19. In order to consider the purport of Rule 18 of the 2002 Rules, Notification Nos. 19/2004 dated 6-9-2004 issued by the Central Government are relevant. These two notifications are issued in exercise of power conferred by Rule 18 of the 2002 Rules for grant of rebate of duty on the excisable goods exported as well as grant of rebate of duty paid on the materials used in the manufacture or processing of such excisable goods respectively. These two notifications pertain to grant of rebate of duty paid on two different items. It is, therefore, evident that these two separate and distinct notifications issued by the Central Government are consistent with the scheme of Rule 18 of the 2002 Rules to grant rebate of duly only on one item. However, the option is with the assessee. In other words, if the assessee is entitled to get rebate of duty paid on both the items, there was no necessity for the Central Government to issue two separate notifications requiring assessee to claim rebate separately on the duty paid on excisable goods and on inputs.
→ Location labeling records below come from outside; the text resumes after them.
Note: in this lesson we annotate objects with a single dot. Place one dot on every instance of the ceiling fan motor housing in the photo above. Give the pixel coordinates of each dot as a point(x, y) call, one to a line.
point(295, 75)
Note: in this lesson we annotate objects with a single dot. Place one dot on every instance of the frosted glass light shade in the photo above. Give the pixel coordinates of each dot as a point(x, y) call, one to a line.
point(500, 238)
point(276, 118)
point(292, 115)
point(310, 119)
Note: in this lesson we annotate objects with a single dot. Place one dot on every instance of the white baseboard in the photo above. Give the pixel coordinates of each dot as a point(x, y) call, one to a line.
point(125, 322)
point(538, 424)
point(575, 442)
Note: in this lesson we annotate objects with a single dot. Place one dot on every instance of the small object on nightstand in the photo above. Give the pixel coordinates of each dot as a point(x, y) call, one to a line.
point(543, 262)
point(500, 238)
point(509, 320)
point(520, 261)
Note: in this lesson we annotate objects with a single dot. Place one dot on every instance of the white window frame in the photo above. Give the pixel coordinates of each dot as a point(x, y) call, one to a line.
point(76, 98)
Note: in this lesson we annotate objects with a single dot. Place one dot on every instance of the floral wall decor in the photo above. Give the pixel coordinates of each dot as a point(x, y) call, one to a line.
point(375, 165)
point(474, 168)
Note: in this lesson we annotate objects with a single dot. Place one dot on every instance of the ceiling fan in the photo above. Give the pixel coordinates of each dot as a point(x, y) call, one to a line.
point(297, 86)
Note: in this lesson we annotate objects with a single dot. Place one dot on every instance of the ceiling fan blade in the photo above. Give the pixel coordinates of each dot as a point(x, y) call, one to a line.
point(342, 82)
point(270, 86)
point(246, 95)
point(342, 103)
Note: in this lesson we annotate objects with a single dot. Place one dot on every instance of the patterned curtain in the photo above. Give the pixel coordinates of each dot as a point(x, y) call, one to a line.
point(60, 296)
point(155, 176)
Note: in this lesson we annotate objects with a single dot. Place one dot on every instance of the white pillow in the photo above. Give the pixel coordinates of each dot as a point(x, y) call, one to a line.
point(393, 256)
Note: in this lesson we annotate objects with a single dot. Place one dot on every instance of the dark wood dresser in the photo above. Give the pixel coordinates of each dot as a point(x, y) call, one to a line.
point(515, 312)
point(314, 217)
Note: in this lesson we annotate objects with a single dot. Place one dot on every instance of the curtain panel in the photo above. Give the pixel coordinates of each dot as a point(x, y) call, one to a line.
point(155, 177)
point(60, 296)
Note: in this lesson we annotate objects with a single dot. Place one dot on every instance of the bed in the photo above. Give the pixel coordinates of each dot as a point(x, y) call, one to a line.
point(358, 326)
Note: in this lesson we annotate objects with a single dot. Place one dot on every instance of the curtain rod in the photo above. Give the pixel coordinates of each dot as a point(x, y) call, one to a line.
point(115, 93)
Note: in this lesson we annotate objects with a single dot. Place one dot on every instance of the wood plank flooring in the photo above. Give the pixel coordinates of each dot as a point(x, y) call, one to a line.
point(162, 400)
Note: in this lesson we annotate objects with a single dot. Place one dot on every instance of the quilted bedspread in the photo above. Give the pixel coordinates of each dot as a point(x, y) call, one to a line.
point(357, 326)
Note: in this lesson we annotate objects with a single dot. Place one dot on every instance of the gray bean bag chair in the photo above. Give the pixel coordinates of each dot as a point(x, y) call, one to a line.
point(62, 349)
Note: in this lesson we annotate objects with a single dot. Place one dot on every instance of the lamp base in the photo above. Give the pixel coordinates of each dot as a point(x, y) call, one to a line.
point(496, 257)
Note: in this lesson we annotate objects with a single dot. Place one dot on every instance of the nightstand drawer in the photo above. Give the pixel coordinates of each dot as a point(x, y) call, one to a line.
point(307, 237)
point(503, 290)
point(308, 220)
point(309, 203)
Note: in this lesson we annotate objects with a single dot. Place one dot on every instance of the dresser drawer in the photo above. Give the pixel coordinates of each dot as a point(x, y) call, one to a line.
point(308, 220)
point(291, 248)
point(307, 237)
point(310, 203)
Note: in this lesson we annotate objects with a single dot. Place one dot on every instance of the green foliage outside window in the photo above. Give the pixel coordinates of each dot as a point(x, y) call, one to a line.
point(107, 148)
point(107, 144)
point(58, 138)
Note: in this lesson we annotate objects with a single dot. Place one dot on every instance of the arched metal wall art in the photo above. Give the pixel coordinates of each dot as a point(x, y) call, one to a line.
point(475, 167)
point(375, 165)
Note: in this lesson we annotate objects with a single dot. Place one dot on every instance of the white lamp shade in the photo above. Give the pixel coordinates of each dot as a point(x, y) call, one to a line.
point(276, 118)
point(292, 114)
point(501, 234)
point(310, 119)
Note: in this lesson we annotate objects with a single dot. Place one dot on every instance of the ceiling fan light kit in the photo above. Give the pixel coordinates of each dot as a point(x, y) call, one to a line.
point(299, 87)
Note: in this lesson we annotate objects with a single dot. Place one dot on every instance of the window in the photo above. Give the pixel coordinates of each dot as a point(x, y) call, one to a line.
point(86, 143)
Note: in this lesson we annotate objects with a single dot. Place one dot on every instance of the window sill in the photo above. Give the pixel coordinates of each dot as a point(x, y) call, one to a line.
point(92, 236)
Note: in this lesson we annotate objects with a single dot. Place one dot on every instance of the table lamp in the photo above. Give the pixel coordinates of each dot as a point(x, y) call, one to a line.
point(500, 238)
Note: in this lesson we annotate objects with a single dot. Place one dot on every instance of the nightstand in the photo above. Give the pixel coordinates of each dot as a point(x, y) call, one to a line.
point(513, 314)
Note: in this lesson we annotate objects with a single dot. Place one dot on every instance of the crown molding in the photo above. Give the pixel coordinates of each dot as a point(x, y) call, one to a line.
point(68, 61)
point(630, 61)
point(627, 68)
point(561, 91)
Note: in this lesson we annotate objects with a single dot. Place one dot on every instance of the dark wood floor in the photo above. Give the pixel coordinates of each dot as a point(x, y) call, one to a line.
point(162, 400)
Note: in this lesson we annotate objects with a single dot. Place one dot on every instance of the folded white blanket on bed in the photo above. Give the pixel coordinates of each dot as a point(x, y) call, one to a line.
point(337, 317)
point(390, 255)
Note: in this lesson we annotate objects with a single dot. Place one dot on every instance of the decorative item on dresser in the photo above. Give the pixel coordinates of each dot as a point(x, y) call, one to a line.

9. This Court concurs with the view taken by the Bombay High Court that the benefit intended to be conferred upon the exporters was irrespective of the source from which they obtain the inputs i.e. imported products or locally manufactured goods which had suffered excise duty. Any other interpretation would not stand to reason and it would certainly result in unintended discrimination.
10. For the above reasons, this Court is of the opinion that the impugned order cannot be sustained and thus it is hereby set aside. The respondents are directed to confirm the directions contained in the order made by the Commissioner dated 26-2-2010 and process or credit rebate of duty as the case may be, within ten weeks from today. Rule is made absolute.